The Guru has had so many questions sent over email and social media, we thought we’d play catch-up for a few days. Today he answers questions about adding soffits or overhangs to a structure, options for framing a building with lap siding, and the feasibility of lifting a building to add to the eave height.
DEAR POLE BARN GURU: Should I have a soffit on my pole barn? CLIFF in SOUTHSIDE
DEAR CLIFF: Personally if my budget was so tight I could only afford doors or enclosed overhangs, I would do overhangs and leave door openings to install later when funds became available. You can always add doors, however you only get one opportunity to do overhangs – at time of construction.

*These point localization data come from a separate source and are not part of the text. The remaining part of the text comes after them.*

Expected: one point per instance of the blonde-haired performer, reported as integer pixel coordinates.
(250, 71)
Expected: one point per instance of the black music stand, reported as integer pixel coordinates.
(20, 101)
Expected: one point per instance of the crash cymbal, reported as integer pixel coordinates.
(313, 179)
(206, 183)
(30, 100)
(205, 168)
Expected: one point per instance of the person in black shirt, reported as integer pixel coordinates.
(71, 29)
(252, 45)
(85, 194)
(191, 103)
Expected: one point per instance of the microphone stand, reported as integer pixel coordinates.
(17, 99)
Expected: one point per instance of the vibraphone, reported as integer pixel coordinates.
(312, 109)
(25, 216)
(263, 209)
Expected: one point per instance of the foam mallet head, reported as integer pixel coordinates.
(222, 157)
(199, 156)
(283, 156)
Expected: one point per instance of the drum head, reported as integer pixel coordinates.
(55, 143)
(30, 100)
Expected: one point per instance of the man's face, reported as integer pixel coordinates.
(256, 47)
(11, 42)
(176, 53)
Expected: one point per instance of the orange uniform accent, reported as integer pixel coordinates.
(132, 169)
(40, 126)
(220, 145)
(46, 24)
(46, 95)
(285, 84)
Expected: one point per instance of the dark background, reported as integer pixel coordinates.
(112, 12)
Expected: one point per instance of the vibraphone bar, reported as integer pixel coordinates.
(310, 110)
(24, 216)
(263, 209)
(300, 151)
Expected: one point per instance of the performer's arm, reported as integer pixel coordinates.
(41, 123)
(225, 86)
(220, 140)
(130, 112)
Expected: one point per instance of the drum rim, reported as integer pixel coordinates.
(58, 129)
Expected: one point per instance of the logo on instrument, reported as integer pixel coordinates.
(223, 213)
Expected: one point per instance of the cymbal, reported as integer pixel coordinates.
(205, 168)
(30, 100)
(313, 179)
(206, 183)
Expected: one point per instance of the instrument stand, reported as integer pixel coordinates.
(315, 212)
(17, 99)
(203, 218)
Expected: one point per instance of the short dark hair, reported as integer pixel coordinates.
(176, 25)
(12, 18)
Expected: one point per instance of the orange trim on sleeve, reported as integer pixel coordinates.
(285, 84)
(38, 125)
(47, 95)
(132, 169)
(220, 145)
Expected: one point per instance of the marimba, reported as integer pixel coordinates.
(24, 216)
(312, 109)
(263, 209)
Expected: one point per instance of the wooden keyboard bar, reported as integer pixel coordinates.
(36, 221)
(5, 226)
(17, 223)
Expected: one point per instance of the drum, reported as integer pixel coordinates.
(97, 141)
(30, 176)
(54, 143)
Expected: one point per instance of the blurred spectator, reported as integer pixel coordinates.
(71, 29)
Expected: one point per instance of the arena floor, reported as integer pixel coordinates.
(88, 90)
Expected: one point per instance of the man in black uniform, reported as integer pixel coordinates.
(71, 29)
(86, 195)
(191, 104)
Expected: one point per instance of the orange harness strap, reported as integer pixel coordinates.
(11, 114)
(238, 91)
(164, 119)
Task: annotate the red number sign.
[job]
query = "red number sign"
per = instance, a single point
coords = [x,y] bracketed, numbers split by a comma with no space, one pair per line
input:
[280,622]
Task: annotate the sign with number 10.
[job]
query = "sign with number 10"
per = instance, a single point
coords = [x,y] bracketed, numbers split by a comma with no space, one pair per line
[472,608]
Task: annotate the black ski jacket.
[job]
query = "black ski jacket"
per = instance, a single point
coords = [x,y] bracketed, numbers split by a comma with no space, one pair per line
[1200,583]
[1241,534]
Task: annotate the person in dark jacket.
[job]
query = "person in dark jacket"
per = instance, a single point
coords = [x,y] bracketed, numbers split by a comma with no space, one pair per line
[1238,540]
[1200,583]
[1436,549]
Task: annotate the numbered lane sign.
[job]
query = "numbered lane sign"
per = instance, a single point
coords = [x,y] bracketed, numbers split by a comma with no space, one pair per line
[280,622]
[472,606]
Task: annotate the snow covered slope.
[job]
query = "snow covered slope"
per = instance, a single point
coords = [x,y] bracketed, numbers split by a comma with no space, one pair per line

Overhangs will keep your building from looking like an industrial warehouse. They will push ‘weather’ (rain runoff or snow slide off) away from your building walls – keeping your building cleaner and reducing potential for trapped water to build up and enter your building. With ventilated eave soffits, you have an air intake required for any dead attic spaces.
Invest in them and you will have no regrets.
DEAR POLE BARN GURU: Okay, I have been researching horizontal lap siding options for my detached garage project I plan on building next summer. I have seen many opinions on the necessary framing to support the engineered wood horizontal lap siding that matches my house and my wife is requiring my garage to match. Most people talk about installing furring strips over OSB, having the OSB cover the horizontal girts. But what about mounting regular 2×6 studs INSIDE the girts? Then covering the girts with Zip Sheeting. This would provide a continuous building envelope, superior nailing support for the siding, and vertical support if I choose to finish the interior in the future. Thoughts? SCOTT in BROOKSTON
DEAR SCOTT: While you could build a stud wall inside of exterior mounted wall girts, it would seemingly make more sense to use bookshelf girts instead, solving challenges in one fell swoop. Should you decide to finish your interior, bookshelf girts are also ideal for drywall applications. https://www.hansenpolebuildings.com/2019/09/11-reasons-post-frame-commercial-girted-walls-are-best-for-drywall/
DEAR POLE BARN GURU: My 30×60 pole barn has 8 foot eaves. I need 10 foot eaves. Can I lengthen poles to get added height? JEREMY in COLUMBIA CITY
DEAR JEREMY: With input from a Registered Professional Engineer you may be able to however you are talking about a fairly monumental undertaking, fraught with peril in trying to raise it up without destroying what you have. Besides coming up with a satisfactory column splice, you are going to have to slowly raise the building up at each column equally. Get one column too far ahead or behind and you risk ripping steel roofing around screws – then you have leaks. If a lift point slips off from jacks you could end up with a scrambled mess. Provided you are able to successfully lift and get columns spliced, you now have siding being too short to contend with.
Personally, provided I had the space and it was allowed by my jurisdiction, I would build another taller building. And make it taller than 10′ eave – so you have some future resale value for someone with tall stuff.